Zugrunde liegen soll ein Dossier, das von einem ehemaligen britischen Agenten namens Christopher Steele erstellt wurde und auf enge Beziehungen zwischen dem Wahlkampfteam von Trump und Russland hindeutet, es soll demnach auch als Grundlage für die Abhöraktion gegen einen Mitarbeiter aus Trumps Wahlkampfteam gedient haben. Für die Republikaner ist das nun veröffentlichte Papier der Höhepunkt wochenlanger Angriffe gegen das FBI, dem sie eine Kampagne gegen den Präsidenten unterstellen.

Worum geht es? Abhörmaßnahmen gegen US-Bürger im Zusammenhang mit Spionage müssen von einem speziellen Gericht genehmigt werden, dem FISA-Gericht. Im Kern wird in dem Memo der Vorwurf erhoben, dass FBI und Justizministerium bei der Beantragung von Überwachungsmaßnahmen gegen den ehemaligen Trump-Mitarbeiter Carter Page im Oktober 2016 unzureichende Angaben gemacht hätten. Sie sollen sich hierbei und bei späteren Verlängerungen der Maßnahmen vor allem auf das Dossier des früheren britischen Agenten berufen haben, um die Erlaubnis zu erhalten.

Das Steele-Dossier, in dem Trump, Page und anderen Kontakte zum russischen Geheimdienst während des Wahlkampfs unterstellt werden, ist umstritten. Viele Angaben darin gelten als nicht überprüft. Außerdem stellte sich später heraus, dass Steele für seine Arbeit offenbar über eine Anwaltskanzlei bezahlt wurde, die im Auftrag des Wahlkampteams von Hillary Clinton arbeitete.

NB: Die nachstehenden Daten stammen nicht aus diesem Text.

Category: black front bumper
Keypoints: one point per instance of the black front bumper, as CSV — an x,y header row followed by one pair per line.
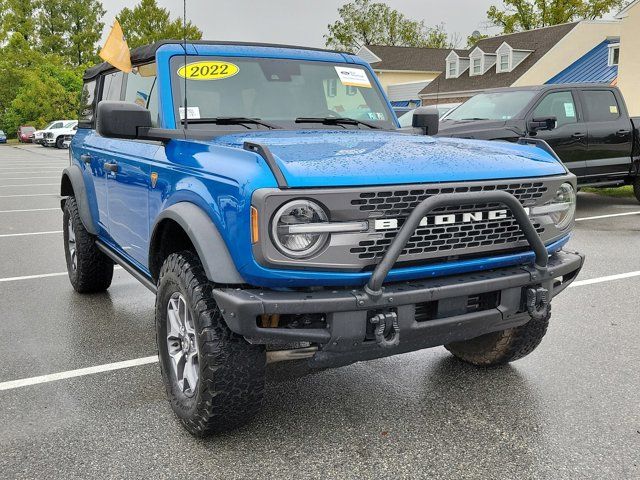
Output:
x,y
429,312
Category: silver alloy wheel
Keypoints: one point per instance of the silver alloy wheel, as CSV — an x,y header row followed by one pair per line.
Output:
x,y
182,345
71,243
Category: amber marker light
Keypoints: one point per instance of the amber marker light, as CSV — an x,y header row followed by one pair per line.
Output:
x,y
255,236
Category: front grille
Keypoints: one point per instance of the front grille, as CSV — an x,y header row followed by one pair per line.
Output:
x,y
436,241
402,202
449,239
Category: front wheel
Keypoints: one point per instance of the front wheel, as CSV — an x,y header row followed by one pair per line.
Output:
x,y
214,378
498,348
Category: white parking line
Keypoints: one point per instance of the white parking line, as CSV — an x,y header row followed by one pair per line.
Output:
x,y
5,235
78,373
31,195
30,210
31,185
31,178
597,217
32,277
10,385
25,173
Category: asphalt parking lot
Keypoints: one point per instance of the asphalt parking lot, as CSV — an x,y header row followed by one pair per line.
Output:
x,y
570,410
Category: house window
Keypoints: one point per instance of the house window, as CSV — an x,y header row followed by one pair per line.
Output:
x,y
453,69
614,54
504,62
477,66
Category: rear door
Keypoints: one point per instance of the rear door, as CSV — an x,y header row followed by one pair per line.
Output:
x,y
569,138
95,150
610,134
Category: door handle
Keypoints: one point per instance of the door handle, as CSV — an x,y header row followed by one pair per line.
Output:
x,y
112,167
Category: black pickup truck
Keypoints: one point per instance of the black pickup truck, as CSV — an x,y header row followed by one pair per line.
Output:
x,y
587,125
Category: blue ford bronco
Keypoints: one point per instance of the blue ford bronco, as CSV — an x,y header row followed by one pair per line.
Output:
x,y
268,197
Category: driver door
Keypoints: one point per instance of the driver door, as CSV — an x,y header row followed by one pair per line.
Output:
x,y
569,138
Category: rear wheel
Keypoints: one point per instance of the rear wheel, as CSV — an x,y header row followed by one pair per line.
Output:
x,y
214,378
636,187
498,348
89,269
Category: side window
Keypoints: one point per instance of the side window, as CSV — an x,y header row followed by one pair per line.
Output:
x,y
87,104
112,86
601,105
140,88
559,105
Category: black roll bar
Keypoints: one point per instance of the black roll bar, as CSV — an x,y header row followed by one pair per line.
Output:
x,y
374,286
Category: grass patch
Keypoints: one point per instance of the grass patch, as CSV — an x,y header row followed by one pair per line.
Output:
x,y
619,192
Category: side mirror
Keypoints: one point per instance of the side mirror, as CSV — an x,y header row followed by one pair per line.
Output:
x,y
121,119
426,119
537,124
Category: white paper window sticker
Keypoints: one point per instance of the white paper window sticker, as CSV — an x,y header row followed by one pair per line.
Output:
x,y
193,113
569,110
353,77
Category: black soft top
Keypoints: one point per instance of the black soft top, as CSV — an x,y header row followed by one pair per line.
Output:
x,y
147,53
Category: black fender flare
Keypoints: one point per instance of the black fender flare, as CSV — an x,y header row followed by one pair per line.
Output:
x,y
205,237
72,183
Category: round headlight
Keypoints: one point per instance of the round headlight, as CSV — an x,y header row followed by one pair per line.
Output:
x,y
291,218
563,206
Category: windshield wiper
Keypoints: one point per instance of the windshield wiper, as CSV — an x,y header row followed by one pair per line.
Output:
x,y
336,121
234,121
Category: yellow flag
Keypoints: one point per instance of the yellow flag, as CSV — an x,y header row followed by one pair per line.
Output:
x,y
116,50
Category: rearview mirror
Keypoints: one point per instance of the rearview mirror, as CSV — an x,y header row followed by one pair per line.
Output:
x,y
537,124
121,119
426,119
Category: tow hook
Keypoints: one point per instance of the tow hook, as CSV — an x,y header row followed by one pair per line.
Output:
x,y
386,322
538,302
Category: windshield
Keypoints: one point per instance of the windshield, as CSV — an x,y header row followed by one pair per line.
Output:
x,y
283,93
493,106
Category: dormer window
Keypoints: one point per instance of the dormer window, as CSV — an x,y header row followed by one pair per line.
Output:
x,y
452,69
481,61
509,58
504,63
455,65
477,66
614,54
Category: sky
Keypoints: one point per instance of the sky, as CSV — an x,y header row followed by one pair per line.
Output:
x,y
304,22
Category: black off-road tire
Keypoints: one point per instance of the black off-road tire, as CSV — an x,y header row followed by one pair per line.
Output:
x,y
230,387
502,347
93,270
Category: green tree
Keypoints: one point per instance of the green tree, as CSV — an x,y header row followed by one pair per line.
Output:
x,y
18,16
518,15
363,22
53,26
84,24
148,23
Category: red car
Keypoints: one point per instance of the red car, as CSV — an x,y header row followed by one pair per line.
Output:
x,y
25,134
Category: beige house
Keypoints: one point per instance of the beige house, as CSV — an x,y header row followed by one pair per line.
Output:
x,y
404,71
590,51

Eine Beurteilung des Papiers und des Verhaltens der Behörden ohne die zugrundeliegenden Dokumente ist also unmöglich. Bis dato viel Bohei um nichts!

Das umstrittene Memo wird von Trump und seinen Unterstützern bei den Republikanern als Beleg angeführt, dass es sich bei den Ermittlungen unter der Leitung von Robert Mueller in Wahrheit um eine Verschwörung hochrangiger Beamter aus FBI und Justizministerium gegen den Präsidenten handelt.

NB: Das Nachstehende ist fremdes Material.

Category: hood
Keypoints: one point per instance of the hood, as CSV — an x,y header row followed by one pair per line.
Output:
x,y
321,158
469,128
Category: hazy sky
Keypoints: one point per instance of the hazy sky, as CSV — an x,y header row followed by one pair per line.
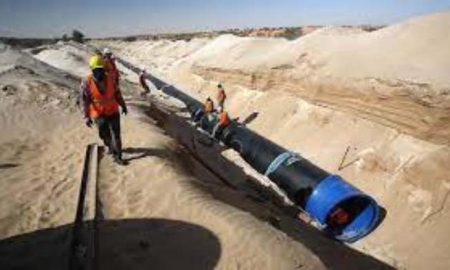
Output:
x,y
50,18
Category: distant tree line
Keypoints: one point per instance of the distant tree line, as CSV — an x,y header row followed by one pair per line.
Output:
x,y
77,36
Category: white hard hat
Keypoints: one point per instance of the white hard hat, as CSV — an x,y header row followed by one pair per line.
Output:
x,y
106,51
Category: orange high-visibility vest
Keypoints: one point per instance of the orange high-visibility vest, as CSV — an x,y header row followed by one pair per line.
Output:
x,y
209,106
221,96
224,119
103,104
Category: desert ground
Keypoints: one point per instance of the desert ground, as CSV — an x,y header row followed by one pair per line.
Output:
x,y
382,96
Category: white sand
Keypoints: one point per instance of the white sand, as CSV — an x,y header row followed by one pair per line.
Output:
x,y
384,94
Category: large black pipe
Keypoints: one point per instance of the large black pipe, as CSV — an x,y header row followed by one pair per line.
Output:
x,y
338,207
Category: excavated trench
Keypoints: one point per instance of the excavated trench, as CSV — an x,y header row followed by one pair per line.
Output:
x,y
204,158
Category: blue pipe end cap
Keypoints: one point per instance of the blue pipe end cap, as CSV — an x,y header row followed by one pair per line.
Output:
x,y
332,192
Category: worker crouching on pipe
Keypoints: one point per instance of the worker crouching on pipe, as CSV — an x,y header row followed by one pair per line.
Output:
x,y
101,99
223,121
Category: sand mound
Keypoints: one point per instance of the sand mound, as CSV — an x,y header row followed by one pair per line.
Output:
x,y
67,58
165,204
382,97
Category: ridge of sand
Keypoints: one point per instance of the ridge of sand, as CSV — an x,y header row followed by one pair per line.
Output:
x,y
383,95
154,208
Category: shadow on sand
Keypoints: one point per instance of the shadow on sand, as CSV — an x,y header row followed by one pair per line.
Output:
x,y
8,165
209,163
122,244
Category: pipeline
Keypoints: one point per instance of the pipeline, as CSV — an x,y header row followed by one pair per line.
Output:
x,y
341,210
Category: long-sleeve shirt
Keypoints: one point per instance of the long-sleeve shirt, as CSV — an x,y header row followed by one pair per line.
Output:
x,y
86,98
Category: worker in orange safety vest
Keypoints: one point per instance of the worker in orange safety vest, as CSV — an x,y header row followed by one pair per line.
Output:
x,y
221,96
101,99
223,121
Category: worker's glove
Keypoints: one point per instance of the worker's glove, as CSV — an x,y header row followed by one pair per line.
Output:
x,y
124,110
89,122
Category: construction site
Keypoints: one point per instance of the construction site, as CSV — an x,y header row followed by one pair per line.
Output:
x,y
335,155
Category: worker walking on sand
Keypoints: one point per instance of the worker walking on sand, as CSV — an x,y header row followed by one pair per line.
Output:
x,y
101,99
143,83
221,96
110,65
208,107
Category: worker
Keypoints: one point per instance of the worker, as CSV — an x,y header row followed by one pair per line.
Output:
x,y
110,65
221,96
143,83
101,100
208,107
223,121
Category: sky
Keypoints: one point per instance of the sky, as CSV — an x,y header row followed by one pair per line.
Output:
x,y
101,18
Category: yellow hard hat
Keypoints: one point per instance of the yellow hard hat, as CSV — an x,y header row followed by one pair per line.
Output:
x,y
96,62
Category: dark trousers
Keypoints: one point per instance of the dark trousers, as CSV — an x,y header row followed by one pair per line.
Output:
x,y
109,132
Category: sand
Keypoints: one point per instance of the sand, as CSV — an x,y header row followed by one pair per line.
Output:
x,y
384,95
163,211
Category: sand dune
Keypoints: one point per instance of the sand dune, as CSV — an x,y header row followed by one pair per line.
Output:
x,y
163,211
383,95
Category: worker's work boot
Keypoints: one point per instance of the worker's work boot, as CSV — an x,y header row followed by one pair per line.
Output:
x,y
120,161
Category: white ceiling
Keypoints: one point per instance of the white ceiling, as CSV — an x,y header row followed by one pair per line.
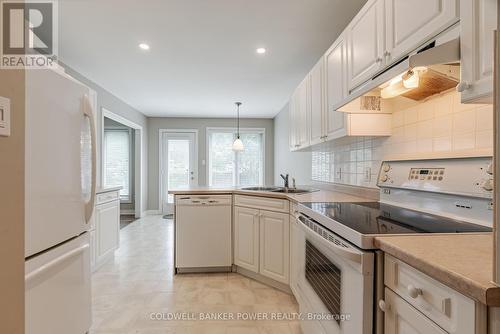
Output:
x,y
202,56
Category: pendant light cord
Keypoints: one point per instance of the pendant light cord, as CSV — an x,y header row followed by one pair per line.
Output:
x,y
238,104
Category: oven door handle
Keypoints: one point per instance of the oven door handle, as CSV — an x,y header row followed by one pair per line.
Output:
x,y
343,252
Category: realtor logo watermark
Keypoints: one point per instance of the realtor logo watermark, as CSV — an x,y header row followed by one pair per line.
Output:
x,y
29,34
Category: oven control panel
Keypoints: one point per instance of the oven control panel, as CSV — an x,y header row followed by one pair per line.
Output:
x,y
466,176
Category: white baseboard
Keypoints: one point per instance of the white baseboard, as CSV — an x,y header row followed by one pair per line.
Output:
x,y
151,213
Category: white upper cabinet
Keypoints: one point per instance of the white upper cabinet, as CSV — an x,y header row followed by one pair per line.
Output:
x,y
366,43
411,23
292,121
478,20
303,113
300,109
336,87
316,133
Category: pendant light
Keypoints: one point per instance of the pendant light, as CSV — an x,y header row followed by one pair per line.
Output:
x,y
238,144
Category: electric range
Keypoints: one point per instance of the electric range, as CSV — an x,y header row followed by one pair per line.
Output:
x,y
445,196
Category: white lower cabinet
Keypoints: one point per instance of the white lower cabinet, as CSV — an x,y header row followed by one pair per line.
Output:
x,y
275,245
262,242
402,318
417,303
107,231
246,238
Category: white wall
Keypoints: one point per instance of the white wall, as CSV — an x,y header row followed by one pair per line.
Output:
x,y
297,164
107,100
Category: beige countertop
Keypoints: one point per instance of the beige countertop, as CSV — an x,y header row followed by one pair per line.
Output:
x,y
107,190
464,262
315,196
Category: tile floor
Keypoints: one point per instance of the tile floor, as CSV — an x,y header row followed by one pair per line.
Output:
x,y
140,283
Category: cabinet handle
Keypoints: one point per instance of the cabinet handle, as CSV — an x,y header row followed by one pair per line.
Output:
x,y
383,306
414,292
463,86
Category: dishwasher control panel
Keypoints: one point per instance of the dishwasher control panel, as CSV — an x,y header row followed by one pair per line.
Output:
x,y
185,200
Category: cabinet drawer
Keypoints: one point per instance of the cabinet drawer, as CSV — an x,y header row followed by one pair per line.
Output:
x,y
446,307
264,203
294,209
107,197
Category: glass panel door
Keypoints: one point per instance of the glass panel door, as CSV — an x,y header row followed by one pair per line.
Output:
x,y
179,165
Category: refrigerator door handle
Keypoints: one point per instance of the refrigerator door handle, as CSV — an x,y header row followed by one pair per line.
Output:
x,y
87,111
35,273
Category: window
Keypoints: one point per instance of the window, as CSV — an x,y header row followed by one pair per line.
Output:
x,y
117,161
227,168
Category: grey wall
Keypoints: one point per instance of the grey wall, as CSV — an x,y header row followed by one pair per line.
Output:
x,y
297,164
114,104
200,124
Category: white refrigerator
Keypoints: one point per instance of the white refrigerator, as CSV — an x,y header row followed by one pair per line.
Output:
x,y
60,176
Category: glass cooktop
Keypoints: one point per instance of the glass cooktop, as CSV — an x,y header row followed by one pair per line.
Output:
x,y
378,218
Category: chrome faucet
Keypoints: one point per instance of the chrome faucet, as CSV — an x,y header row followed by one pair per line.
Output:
x,y
285,179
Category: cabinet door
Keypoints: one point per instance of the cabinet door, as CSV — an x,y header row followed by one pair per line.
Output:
x,y
107,230
316,131
93,249
275,245
410,23
336,88
304,109
402,318
366,43
294,254
478,20
292,121
246,238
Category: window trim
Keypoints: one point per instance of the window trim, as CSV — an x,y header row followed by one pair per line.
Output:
x,y
234,130
123,199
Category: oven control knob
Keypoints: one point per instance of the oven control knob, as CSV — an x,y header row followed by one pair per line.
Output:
x,y
413,291
489,170
488,185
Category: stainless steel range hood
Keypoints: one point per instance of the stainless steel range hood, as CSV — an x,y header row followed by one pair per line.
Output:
x,y
430,70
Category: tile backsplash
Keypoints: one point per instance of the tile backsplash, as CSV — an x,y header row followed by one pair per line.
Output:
x,y
440,125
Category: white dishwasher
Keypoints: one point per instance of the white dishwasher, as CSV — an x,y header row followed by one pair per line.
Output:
x,y
203,233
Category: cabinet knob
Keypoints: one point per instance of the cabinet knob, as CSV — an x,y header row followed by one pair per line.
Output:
x,y
413,291
490,169
488,185
383,306
463,86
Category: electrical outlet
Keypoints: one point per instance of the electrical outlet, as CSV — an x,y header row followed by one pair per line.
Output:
x,y
4,117
368,174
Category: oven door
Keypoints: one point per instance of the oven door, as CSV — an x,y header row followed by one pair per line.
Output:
x,y
333,281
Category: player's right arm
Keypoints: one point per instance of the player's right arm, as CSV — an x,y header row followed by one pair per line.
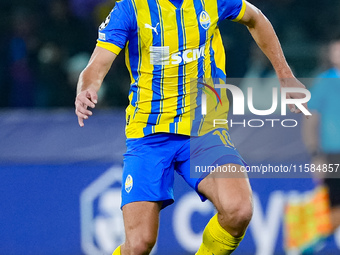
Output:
x,y
90,81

Es sei eine Schande, was in in den Vereinigten Staaten vor sich gehe. Einige Leute sollten sich schämen, erklärte Trump nach der Freigabe des Papiers. Das ist Trumps Wahrheit!

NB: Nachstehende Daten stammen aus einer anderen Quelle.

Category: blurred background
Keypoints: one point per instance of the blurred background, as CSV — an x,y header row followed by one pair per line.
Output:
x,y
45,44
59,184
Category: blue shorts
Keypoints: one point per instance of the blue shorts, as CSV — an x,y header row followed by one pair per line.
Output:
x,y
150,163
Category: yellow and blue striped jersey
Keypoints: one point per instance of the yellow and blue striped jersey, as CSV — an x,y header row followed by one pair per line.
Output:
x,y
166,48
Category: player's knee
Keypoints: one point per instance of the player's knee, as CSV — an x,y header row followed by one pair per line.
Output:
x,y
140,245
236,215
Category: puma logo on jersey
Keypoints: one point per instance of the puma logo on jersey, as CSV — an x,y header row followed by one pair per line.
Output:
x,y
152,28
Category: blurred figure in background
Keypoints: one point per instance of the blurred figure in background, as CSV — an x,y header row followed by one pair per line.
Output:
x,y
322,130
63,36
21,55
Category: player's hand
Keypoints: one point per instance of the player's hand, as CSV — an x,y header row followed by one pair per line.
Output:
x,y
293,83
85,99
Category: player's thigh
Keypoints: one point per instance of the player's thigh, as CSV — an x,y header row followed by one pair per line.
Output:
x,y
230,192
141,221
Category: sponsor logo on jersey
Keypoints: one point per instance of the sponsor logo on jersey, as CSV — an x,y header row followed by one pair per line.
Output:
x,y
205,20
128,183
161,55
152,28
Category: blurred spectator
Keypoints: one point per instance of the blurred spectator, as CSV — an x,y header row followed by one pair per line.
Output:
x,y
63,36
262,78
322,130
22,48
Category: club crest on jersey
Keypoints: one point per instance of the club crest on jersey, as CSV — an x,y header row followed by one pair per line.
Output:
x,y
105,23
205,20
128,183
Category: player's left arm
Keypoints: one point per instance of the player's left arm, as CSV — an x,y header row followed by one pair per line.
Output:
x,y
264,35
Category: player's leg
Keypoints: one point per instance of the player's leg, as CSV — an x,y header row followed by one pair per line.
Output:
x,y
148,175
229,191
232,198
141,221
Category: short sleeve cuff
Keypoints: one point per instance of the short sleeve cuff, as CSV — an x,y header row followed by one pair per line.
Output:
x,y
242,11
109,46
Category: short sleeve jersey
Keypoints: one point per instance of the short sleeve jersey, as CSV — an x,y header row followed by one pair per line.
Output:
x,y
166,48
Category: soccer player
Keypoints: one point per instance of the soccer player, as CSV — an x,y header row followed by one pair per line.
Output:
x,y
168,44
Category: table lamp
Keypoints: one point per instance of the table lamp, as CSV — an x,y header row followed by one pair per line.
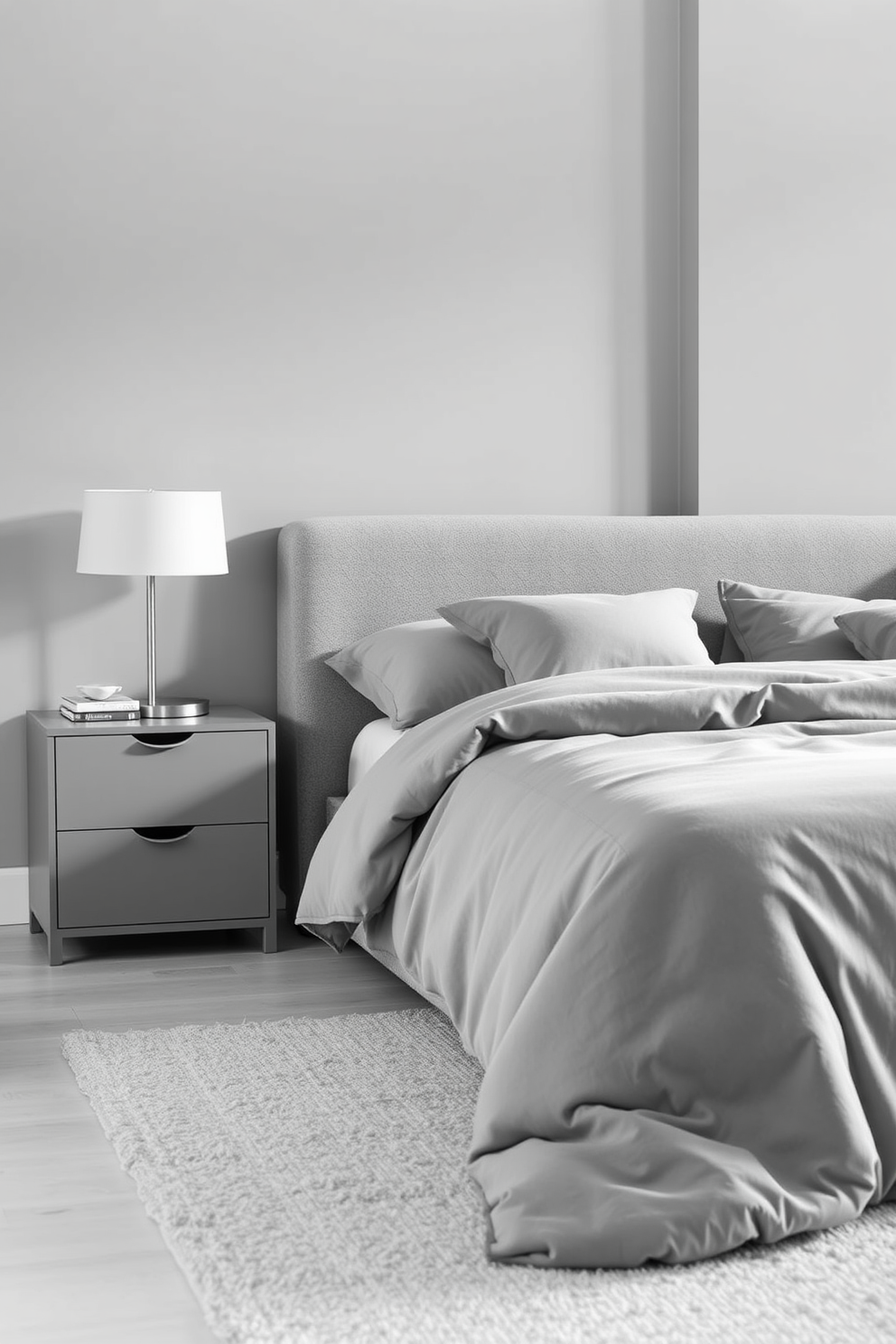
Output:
x,y
154,532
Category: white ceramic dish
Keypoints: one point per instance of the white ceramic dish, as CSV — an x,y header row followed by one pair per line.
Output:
x,y
98,693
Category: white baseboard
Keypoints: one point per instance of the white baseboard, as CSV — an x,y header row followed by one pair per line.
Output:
x,y
14,895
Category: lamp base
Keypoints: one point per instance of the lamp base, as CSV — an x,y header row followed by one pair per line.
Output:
x,y
173,708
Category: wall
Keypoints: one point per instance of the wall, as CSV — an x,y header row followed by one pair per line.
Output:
x,y
366,256
797,110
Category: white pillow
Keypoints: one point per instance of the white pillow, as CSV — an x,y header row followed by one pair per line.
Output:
x,y
532,638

Man kann die Entschlossenheit, mit der er nun gegen das FBI und gegen sein eigenes Justizministerium vorgeht, aber auch anders deuten. Nämlich als panischen Versuch, „Nebelkerzen“ zu werfen. Trump will womöglich Fehlverhalten oder sogar Straftaten in seinem Umfeld vertuschen, die Glaubwürdigkeit des FBI untergraben und unliebsame Ermittler loswerden, bevor diese ihm gefährlich werden.